Optimizing Agent Workflows for Modern LLMs
Writing effective agent skills requires deep knowledge of prompt engineering. With the release of advanced reasoning models like Claude 3.5 Sonnet, ChatGPT o1, and DeepSeek-V3, prompt templates must focus on structured thinking. Developers are encouraged to use XML tags (e.g., <thought>, <context>, and <rules>) to isolate execution boundaries. Standardized prompts prevent agents from suffering from context drift, ensuring that long-running tasks remain aligned with the initial system parameters.

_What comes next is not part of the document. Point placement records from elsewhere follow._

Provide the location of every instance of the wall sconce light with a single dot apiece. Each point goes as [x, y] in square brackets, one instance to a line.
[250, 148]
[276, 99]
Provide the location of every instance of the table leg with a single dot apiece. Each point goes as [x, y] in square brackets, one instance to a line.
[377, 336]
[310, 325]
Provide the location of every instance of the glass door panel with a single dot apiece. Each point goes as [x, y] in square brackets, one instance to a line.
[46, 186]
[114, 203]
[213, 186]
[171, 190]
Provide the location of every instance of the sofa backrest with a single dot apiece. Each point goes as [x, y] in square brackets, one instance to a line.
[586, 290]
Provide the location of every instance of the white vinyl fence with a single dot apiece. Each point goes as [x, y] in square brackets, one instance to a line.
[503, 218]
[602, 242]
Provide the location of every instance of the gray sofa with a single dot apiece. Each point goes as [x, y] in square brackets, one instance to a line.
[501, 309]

Exploring by SOC Occupations and Creator Profiles
What makes SkillMD unique is its taxonomy. Instead of simple text search, we parse and organize files according to the Standard Occupational Classification (SOC) system. This means you can discover skills written for Computer and Mathematical roles, Business and Financial operations, Legal, Design, and and Educational Instruction fields. By tracking creator profiles, developers can study how different teams organize their custom instructions, compare version updates, and fork public configs for specialized enterprise use cases.
SkillMD operates as a high-performance index running on a fast Go backend and a highly responsive Astro SSR frontend. All search queries execute in milliseconds, featuring smart debouncing to prevent multiple API requests while keeping user data secure. Join our community of developers to standardize your AI agent instructions and optimize your LLM prompting workflows today.
Frequently Asked Questions
A practical guide to agent skills: what they are, how to inspect them, and how SkillMD helps you explore the ecosystem.